We must ask God to weed out the poor influence, the low feelings, the hurt, the pain – we must ask Him to pull all of those things out and to help us change what it is we can change. He has to pull out the bad roots to allow his good seed to grow. We must use our free-will to assume control over the things we can control. Only the things we can control. And we ask for wisdom to know the difference. It’s amazing what this prayer can do. It’s amazing what God can do!


(Courtesy of Google images.)

Great scripture for meditating on wisdom:

Moral Benefits of Wisdom

Proverbs Chapter 2

2 My son, if you accept my words
and store up my commands within you,
turning your ear to wisdom
and applying your heart to understanding—
indeed, if you call out for insight
and cry aloud for understanding,
and if you look for it as for silver
and search for it as for hidden treasure,
then you will understand the fear of the Lord
and find the knowledge of God.
For the Lord gives wisdom;
from his mouth come knowledge and understanding.
He holds success in store for the upright,
he is a shield to those whose walk is blameless,
for he guards the course of the just
and protects the way of his faithful ones.

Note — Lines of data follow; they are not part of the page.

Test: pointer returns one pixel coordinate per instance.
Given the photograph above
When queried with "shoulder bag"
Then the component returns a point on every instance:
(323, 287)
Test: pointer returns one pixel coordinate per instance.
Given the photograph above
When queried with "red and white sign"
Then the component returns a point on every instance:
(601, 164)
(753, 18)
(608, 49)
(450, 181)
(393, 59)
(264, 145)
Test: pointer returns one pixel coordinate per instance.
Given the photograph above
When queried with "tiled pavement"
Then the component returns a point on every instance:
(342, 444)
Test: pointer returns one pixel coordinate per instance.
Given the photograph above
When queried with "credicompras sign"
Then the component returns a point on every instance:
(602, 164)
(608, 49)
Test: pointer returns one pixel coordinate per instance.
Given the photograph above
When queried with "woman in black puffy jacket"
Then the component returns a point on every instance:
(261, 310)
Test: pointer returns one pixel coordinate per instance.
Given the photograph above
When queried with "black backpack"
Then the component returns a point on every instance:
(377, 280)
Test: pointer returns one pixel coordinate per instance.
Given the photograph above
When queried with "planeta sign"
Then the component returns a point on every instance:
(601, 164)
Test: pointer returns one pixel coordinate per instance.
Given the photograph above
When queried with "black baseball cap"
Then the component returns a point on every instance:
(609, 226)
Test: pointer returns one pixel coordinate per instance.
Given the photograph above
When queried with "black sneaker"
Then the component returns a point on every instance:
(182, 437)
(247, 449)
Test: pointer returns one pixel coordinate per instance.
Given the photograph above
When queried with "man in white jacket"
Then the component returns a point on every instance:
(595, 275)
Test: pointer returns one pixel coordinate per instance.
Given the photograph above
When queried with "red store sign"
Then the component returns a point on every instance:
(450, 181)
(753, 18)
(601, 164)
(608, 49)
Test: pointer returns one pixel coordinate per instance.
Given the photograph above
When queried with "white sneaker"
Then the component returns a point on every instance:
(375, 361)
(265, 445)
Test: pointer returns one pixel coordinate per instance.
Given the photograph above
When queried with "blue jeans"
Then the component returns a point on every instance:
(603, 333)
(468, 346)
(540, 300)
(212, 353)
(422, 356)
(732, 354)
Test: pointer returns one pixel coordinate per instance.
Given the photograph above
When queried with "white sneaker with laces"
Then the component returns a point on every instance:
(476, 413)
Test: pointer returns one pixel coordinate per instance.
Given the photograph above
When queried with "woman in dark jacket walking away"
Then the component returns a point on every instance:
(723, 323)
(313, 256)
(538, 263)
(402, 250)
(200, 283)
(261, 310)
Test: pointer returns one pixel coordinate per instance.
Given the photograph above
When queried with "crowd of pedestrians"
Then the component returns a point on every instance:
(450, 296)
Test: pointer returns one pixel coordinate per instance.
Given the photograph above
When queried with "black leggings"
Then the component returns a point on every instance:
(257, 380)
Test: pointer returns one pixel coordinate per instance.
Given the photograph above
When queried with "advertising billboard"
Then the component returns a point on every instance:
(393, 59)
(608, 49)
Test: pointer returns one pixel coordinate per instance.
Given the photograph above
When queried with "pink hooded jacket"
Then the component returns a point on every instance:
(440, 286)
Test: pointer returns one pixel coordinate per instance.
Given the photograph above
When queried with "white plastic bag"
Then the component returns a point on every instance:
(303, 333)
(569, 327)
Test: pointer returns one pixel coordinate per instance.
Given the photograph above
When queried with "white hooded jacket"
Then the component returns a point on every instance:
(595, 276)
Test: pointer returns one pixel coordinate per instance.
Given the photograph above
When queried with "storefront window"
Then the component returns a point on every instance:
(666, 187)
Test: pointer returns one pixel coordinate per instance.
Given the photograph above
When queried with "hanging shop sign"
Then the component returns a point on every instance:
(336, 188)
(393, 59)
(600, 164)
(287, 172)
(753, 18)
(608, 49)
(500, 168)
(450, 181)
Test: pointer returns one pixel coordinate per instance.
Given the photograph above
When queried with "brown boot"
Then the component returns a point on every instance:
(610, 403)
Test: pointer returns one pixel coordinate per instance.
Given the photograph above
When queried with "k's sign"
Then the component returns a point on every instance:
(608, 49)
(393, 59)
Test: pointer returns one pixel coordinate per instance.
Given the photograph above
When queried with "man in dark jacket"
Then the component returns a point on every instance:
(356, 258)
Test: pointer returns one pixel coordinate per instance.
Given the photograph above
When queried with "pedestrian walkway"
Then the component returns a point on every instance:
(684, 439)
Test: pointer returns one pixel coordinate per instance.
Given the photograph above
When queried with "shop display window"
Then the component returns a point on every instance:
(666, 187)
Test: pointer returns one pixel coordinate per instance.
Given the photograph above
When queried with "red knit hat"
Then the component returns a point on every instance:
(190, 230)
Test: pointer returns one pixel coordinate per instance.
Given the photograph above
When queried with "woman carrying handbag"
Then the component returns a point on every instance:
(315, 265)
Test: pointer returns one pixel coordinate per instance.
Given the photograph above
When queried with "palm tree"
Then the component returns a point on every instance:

Then you will understand what is right and just
and fair—every good path.
10 For wisdom will enter your heart,
and knowledge will be pleasant to your soul.
11 Discretion will protect you,
and understanding will guard you.

12 Wisdom will save you from the ways of wicked men,
from men whose words are perverse,
13 who have left the straight paths
to walk in dark ways,
14 who delight in doing wrong
and rejoice in the perverseness of evil,
15 whose paths are crooked
and who are devious in their ways.

16 Wisdom will save you also from the adulterous woman,
from the wayward woman with her seductive words,
17 who has left the partner of her youth
and ignored the covenant she made before God.[a]
18 Surely her house leads down to death
and her paths to the spirits of the dead.
19 None who go to her return
or attain the paths of life.

20 Thus you will walk in the ways of the good
and keep to the paths of the righteous.
21 For the upright will live in the land,
and the blameless will remain in it;
22 but the wicked will be cut off from the land,
and the unfaithful will be torn from it.